Heat shock-induced enhanced susceptibility of barley to Bipolaris sorokiniana is associated with elevated ROS production and plant defense-related gene expression.

● Heat stress alters plant defense responses to pathogens. A short-term heat shock (HS) promotes infections by biotrophic pathogens. However, little is known about how HS affects infection by hemibiotrophic pathogens like Bipolaris sorokiniana (teleomorph: Cochliobolus sativus) (BS). We assessed the effect of HS in BS-susceptible barley (Hordeum vulgare cv. Ingrid) by monitoring leaf spot symptoms, BS biomass, reactive oxygen species (ROS) and plant defense-related gene expression following pre-exposure to HS. ● For HS, barley plants were kept at 49 °C for 20 seconds. BS biomass was assessed by qPCR, ROS levels determined by histochemical staining, while gene expression assayed by RT-qPCR. ● HS suppressed defense responses of barley to BS, resulting in more severe necrotic symptoms and increased fungal biomass, as compared to untreated plants.
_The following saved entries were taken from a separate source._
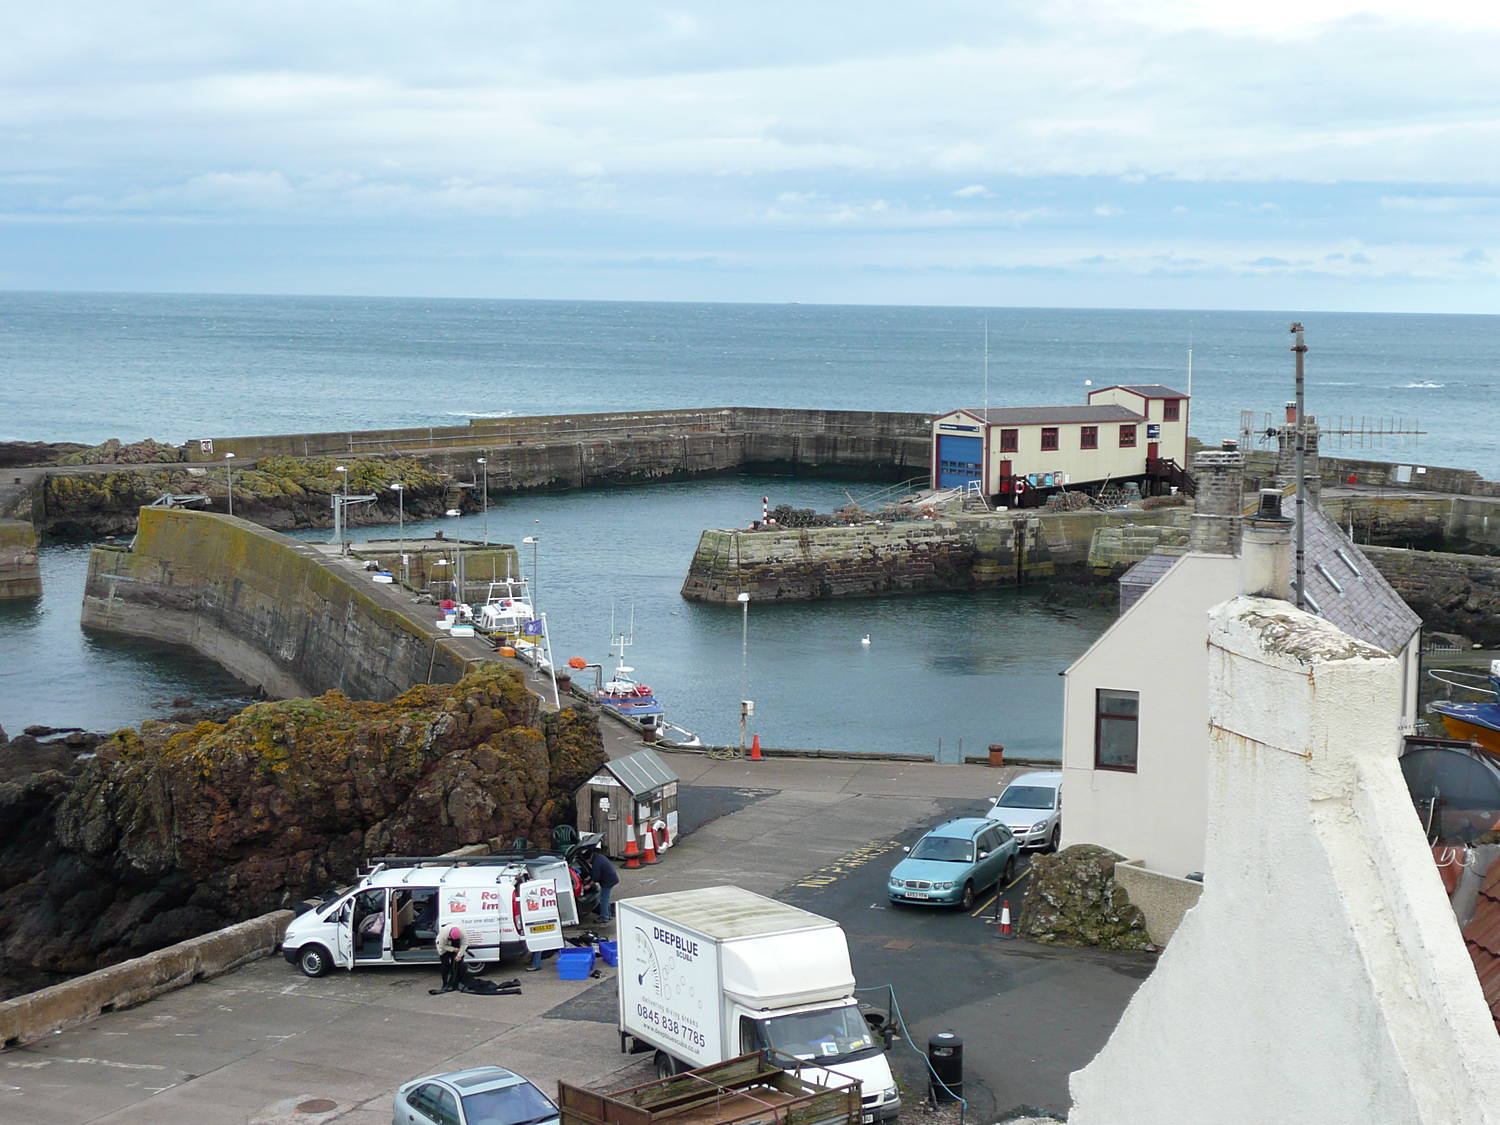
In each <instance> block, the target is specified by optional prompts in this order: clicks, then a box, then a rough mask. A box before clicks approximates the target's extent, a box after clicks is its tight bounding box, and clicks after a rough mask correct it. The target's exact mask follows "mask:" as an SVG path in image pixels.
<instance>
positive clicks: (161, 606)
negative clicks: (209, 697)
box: [83, 508, 472, 699]
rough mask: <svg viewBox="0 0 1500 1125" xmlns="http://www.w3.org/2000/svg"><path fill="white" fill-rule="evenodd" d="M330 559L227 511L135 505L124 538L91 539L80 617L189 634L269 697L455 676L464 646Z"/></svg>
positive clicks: (352, 689)
mask: <svg viewBox="0 0 1500 1125" xmlns="http://www.w3.org/2000/svg"><path fill="white" fill-rule="evenodd" d="M359 582H360V574H359V571H345V570H344V568H341V564H339V561H338V559H330V558H326V556H324V555H323V553H321V552H318V550H317V549H315V547H311V546H306V544H302V543H297V541H296V540H290V538H287V537H284V535H279V534H276V532H275V531H267V529H264V528H260V526H257V525H254V523H248V522H245V520H240V519H234V517H231V516H219V514H213V513H207V511H187V510H168V508H142V510H141V522H139V529H138V531H136V535H135V543H133V546H132V547H130V549H117V547H95V550H93V553H92V555H90V559H89V577H87V580H86V585H84V606H83V624H84V627H87V628H98V630H104V631H110V633H123V634H127V636H136V637H147V639H151V640H159V642H165V643H172V645H187V646H189V648H192V649H195V651H196V652H199V654H201V655H204V657H207V658H208V660H213V661H214V663H217V664H220V666H222V667H225V669H226V670H228V672H231V673H233V675H236V676H239V678H240V679H243V681H246V682H249V684H252V685H255V687H260V688H261V690H264V691H266V693H267V694H272V696H279V697H294V696H315V694H321V693H323V691H329V690H335V688H336V690H339V691H344V693H345V694H348V696H351V697H354V699H390V697H393V696H396V694H399V693H401V691H405V690H407V688H408V687H411V685H413V684H425V682H444V684H447V682H458V679H459V678H460V676H462V675H463V672H465V669H466V666H468V664H469V663H471V660H472V655H471V654H469V652H466V651H465V649H463V648H462V645H460V642H459V640H455V639H450V637H444V636H441V634H438V636H434V633H435V630H431V628H425V627H423V625H422V622H420V621H417V619H414V618H411V616H408V615H407V613H404V612H401V610H399V609H396V607H395V606H390V604H384V603H383V601H381V600H380V598H378V597H377V594H375V591H372V589H365V588H362V586H360V585H359Z"/></svg>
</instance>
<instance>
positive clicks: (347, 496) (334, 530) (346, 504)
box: [333, 465, 350, 555]
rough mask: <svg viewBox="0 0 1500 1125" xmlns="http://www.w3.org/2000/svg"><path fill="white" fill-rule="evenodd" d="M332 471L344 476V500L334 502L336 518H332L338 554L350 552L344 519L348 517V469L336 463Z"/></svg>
mask: <svg viewBox="0 0 1500 1125" xmlns="http://www.w3.org/2000/svg"><path fill="white" fill-rule="evenodd" d="M333 471H335V472H338V474H339V477H342V478H344V502H342V504H335V511H336V519H335V520H333V535H335V538H338V541H339V553H341V555H347V553H350V544H348V534H347V531H345V520H348V517H350V471H348V469H347V468H345V466H344V465H336V466H335V469H333Z"/></svg>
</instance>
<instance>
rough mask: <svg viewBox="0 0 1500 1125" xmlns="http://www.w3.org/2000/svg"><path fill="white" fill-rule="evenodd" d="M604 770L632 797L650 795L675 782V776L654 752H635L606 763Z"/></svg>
mask: <svg viewBox="0 0 1500 1125" xmlns="http://www.w3.org/2000/svg"><path fill="white" fill-rule="evenodd" d="M604 769H607V771H609V772H612V774H613V775H615V777H618V778H619V783H621V784H622V786H625V789H628V790H630V795H631V796H640V795H642V793H649V792H651V790H654V789H660V787H661V786H664V784H666V783H667V781H675V780H676V774H673V772H672V769H670V768H669V766H667V763H666V762H663V760H661V759H660V757H658V756H657V751H655V750H636V751H634V753H633V754H625V756H624V757H616V759H613V760H612V762H606V763H604Z"/></svg>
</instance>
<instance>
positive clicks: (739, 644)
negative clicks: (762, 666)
mask: <svg viewBox="0 0 1500 1125" xmlns="http://www.w3.org/2000/svg"><path fill="white" fill-rule="evenodd" d="M735 600H736V601H738V603H739V609H741V613H739V756H741V757H744V756H745V720H747V718H748V717H750V708H751V706H753V703H751V702H750V594H747V592H745V591H739V597H736V598H735Z"/></svg>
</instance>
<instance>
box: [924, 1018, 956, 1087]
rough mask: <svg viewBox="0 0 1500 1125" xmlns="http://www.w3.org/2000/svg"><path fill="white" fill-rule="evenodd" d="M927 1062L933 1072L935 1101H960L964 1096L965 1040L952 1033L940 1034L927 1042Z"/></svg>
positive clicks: (938, 1032) (948, 1032) (933, 1084)
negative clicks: (964, 1042)
mask: <svg viewBox="0 0 1500 1125" xmlns="http://www.w3.org/2000/svg"><path fill="white" fill-rule="evenodd" d="M927 1062H929V1064H932V1073H933V1082H932V1083H930V1085H932V1095H933V1101H938V1103H944V1101H959V1098H962V1097H963V1040H960V1038H959V1037H957V1035H954V1034H953V1032H938V1034H936V1035H933V1037H932V1038H930V1040H927Z"/></svg>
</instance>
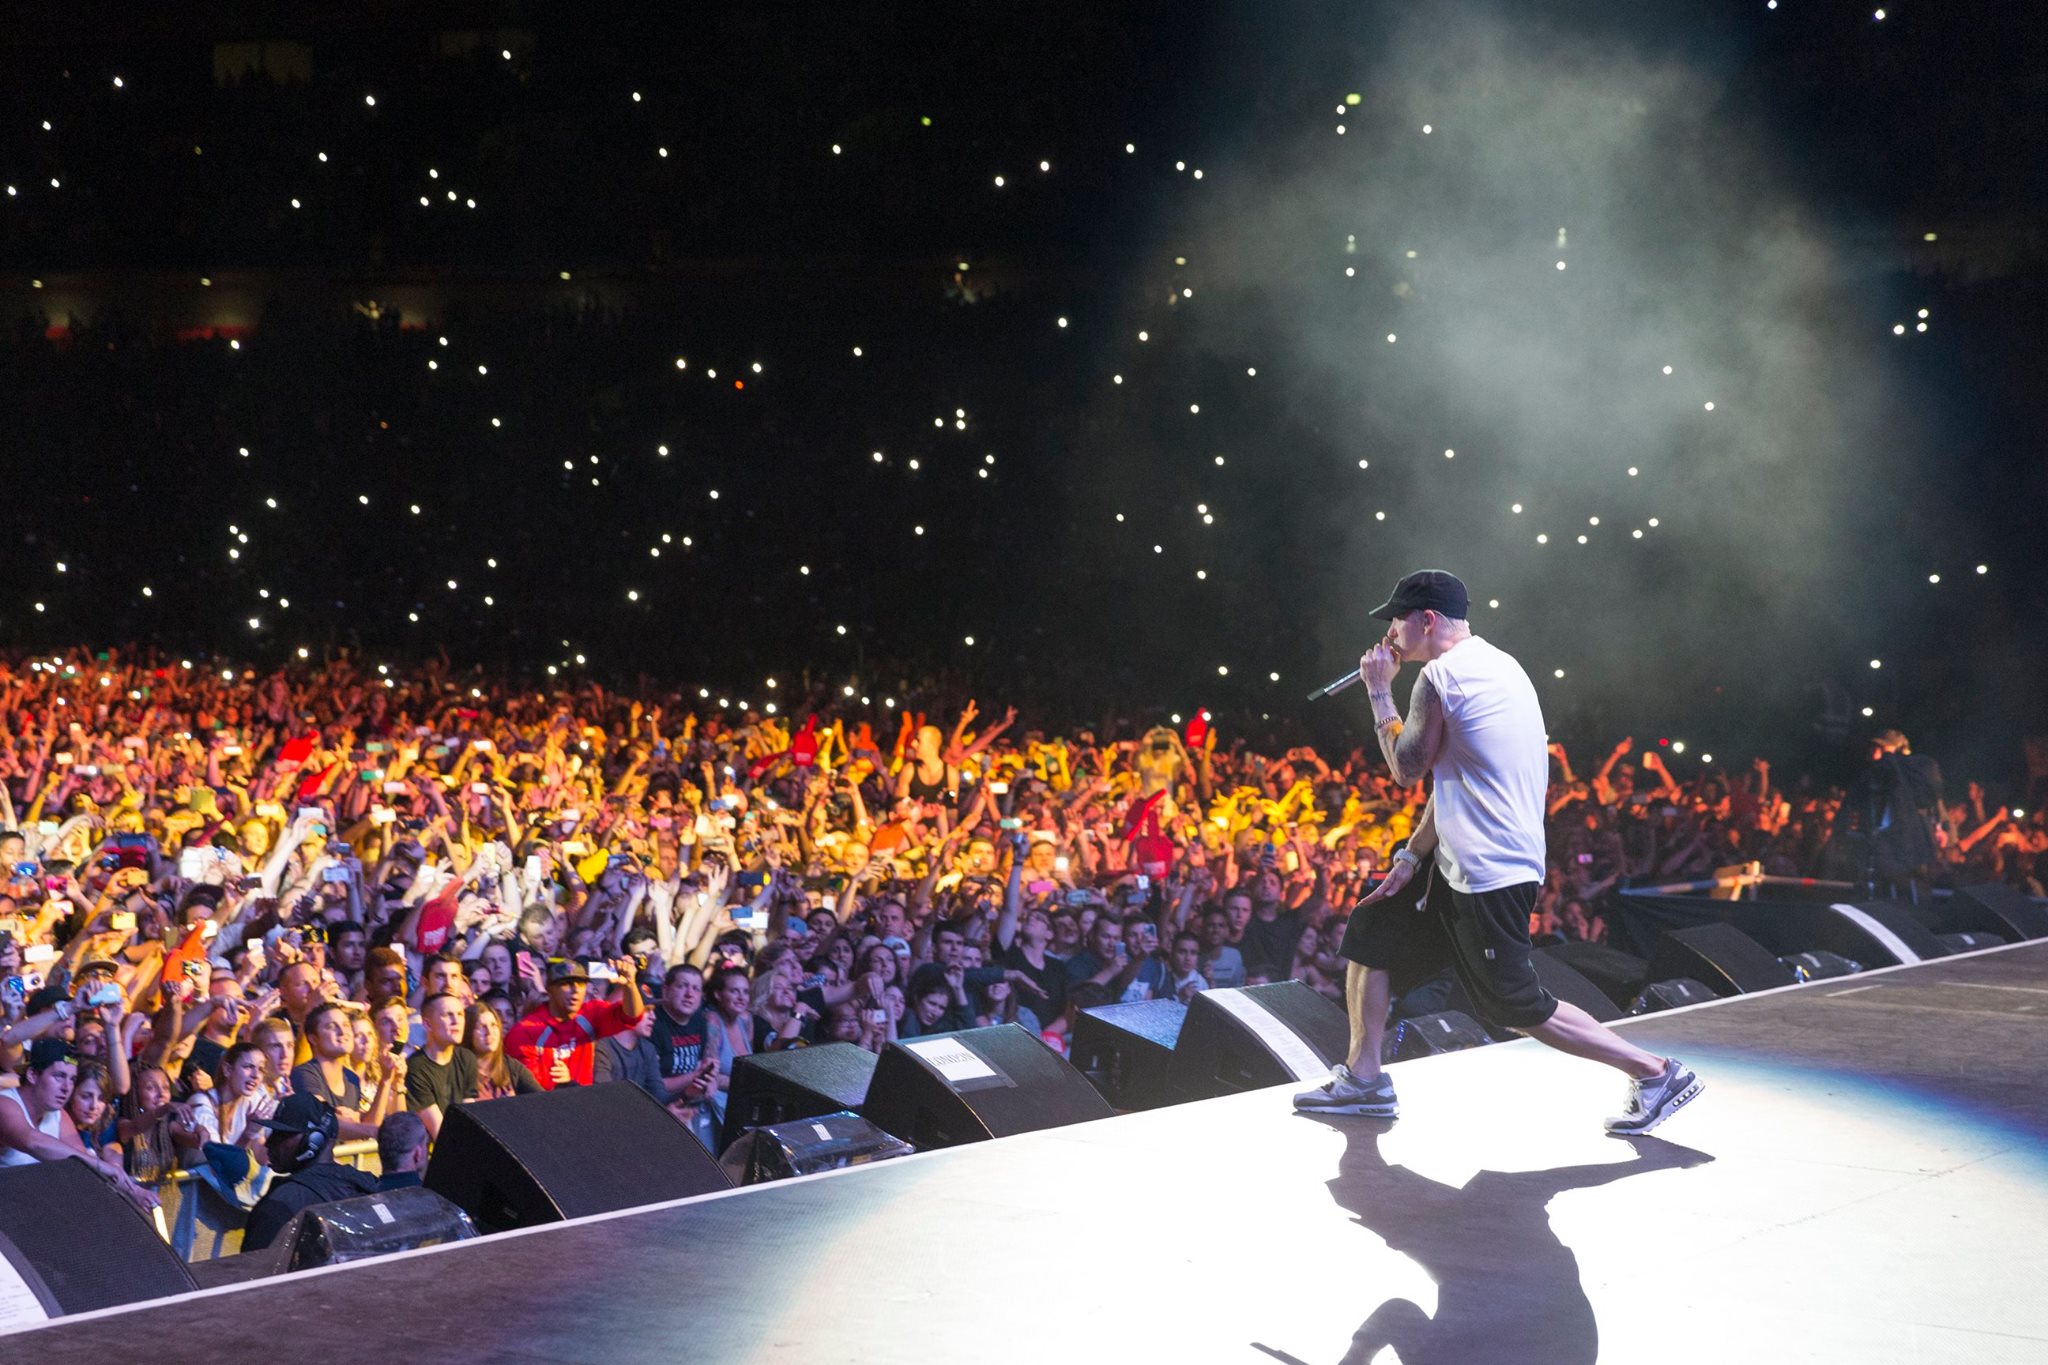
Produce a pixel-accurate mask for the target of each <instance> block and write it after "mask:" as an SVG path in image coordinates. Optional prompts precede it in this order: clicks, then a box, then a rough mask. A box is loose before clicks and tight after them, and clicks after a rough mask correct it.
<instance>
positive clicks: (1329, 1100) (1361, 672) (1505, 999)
mask: <svg viewBox="0 0 2048 1365" xmlns="http://www.w3.org/2000/svg"><path fill="white" fill-rule="evenodd" d="M1466 610H1468V600H1466V593H1464V583H1460V581H1458V579H1456V577H1452V575H1450V573H1442V571H1438V569H1423V571H1421V573H1411V575H1407V577H1405V579H1401V583H1397V585H1395V593H1393V598H1389V600H1386V604H1384V606H1380V608H1378V610H1374V612H1372V614H1374V616H1376V618H1380V620H1386V622H1393V624H1391V626H1389V630H1386V639H1384V641H1380V643H1378V645H1374V647H1372V651H1370V653H1366V657H1364V659H1360V663H1358V675H1360V679H1362V681H1364V684H1366V692H1368V694H1370V698H1372V714H1374V720H1376V729H1378V739H1380V753H1384V755H1386V763H1389V765H1391V767H1393V772H1395V780H1397V782H1401V784H1413V782H1417V780H1419V778H1421V776H1423V774H1425V772H1427V774H1432V778H1434V780H1432V784H1430V800H1427V804H1425V806H1423V810H1421V819H1417V821H1415V833H1413V835H1411V837H1409V841H1407V847H1405V849H1401V851H1397V853H1395V862H1393V866H1391V868H1389V870H1386V880H1384V882H1380V886H1378V888H1376V890H1374V892H1372V894H1370V896H1366V898H1364V900H1360V902H1358V907H1356V909H1354V911H1352V921H1350V925H1348V927H1346V933H1343V956H1346V958H1348V964H1346V972H1343V999H1346V1005H1348V1007H1350V1015H1352V1056H1350V1060H1348V1062H1343V1064H1339V1066H1335V1068H1333V1070H1331V1076H1329V1081H1325V1083H1323V1085H1319V1087H1317V1089H1313V1091H1303V1093H1300V1095H1296V1097H1294V1107H1296V1109H1300V1111H1305V1113H1362V1115H1370V1117H1384V1119H1391V1117H1395V1115H1397V1113H1399V1105H1397V1101H1395V1087H1393V1081H1391V1078H1389V1076H1386V1072H1382V1070H1380V1033H1382V1031H1384V1027H1386V1003H1389V999H1391V995H1395V993H1405V990H1409V988H1413V986H1415V984H1419V982H1423V980H1427V978H1430V976H1436V974H1438V972H1442V970H1444V968H1446V966H1450V968H1452V970H1454V972H1456V974H1458V982H1460V984H1462V986H1464V993H1466V995H1468V997H1470V999H1473V1009H1477V1011H1479V1017H1481V1019H1485V1021H1487V1023H1491V1025H1497V1027H1509V1029H1518V1031H1522V1033H1528V1036H1530V1038H1534V1040H1538V1042H1544V1044H1548V1046H1552V1048H1556V1050H1561V1052H1569V1054H1573V1056H1583V1058H1591V1060H1595V1062H1606V1064H1608V1066H1614V1068H1620V1070H1624V1072H1628V1076H1630V1078H1632V1085H1630V1087H1628V1107H1626V1111H1624V1113H1622V1115H1618V1117H1612V1119H1608V1132H1610V1134H1616V1136H1634V1134H1647V1132H1649V1130H1653V1128H1657V1126H1659V1124H1663V1121H1665V1119H1667V1117H1671V1113H1675V1111H1677V1107H1679V1105H1683V1103H1686V1101H1690V1099H1692V1097H1694V1095H1698V1093H1700V1081H1698V1078H1696V1076H1694V1074H1692V1070H1688V1068H1686V1066H1681V1064H1679V1062H1677V1060H1675V1058H1661V1056H1653V1054H1649V1052H1642V1050H1640V1048H1636V1046H1632V1044H1628V1042H1624V1040H1622V1038H1620V1036H1618V1033H1614V1031H1612V1029H1608V1027H1606V1025H1604V1023H1599V1021H1595V1019H1593V1017H1591V1015H1587V1013H1585V1011H1583V1009H1579V1007H1577V1005H1571V1003H1567V1001H1559V999H1556V997H1552V995H1550V993H1548V990H1544V988H1542V984H1540V982H1538V980H1536V970H1534V968H1532V966H1530V909H1532V907H1534V905H1536V888H1538V886H1542V876H1544V833H1542V821H1544V788H1546V784H1548V776H1550V761H1548V753H1546V747H1544V745H1546V737H1544V726H1542V710H1540V708H1538V704H1536V688H1534V686H1530V679H1528V673H1524V671H1522V665H1520V663H1516V661H1513V659H1511V657H1509V655H1505V653H1501V651H1499V649H1495V647H1493V645H1489V643H1485V641H1483V639H1479V636H1477V634H1473V628H1470V626H1468V624H1466ZM1409 661H1413V663H1421V665H1423V669H1421V679H1419V681H1417V684H1415V690H1413V694H1411V696H1409V714H1407V722H1403V720H1401V714H1399V712H1397V710H1395V698H1393V679H1395V673H1397V671H1399V669H1401V665H1403V663H1409ZM1432 851H1434V853H1436V860H1434V880H1432V882H1430V884H1427V892H1425V894H1423V896H1413V898H1409V896H1401V898H1395V896H1397V892H1399V890H1401V888H1403V886H1407V884H1409V880H1411V878H1415V876H1417V870H1419V868H1421V860H1423V857H1430V853H1432ZM1423 876H1430V874H1427V872H1425V874H1423Z"/></svg>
HS-induced increased susceptibility was accompanied by significant increases in ROS (superoxide, hydrogen peroxide). Transient expression of plant defense-related antioxidant genes and a barley programmed cell death inhibitor (HvBI-1) was induced in response to HS. However, HS followed by BS infection caused further transient increases in expression of HvSOD and HvBI-1 correlating with enhanced susceptibility. Expression of the HvPR-1b gene encoding pathogenesis-related (PR) protein-1b increased several fold at 24 hours after BS infection, however, HS further increased transcript levels along with enhanced susceptibility. ● HS induces enhanced susceptibility of barley to BS, associated with elevated ROS levels and expression of plant defense-related genes encoding antioxidants, a cell death inhibitor and PR-1b. Our results may contribute to elucidating the influence of HS on barley defense responses to hemibiotrophic pathogens.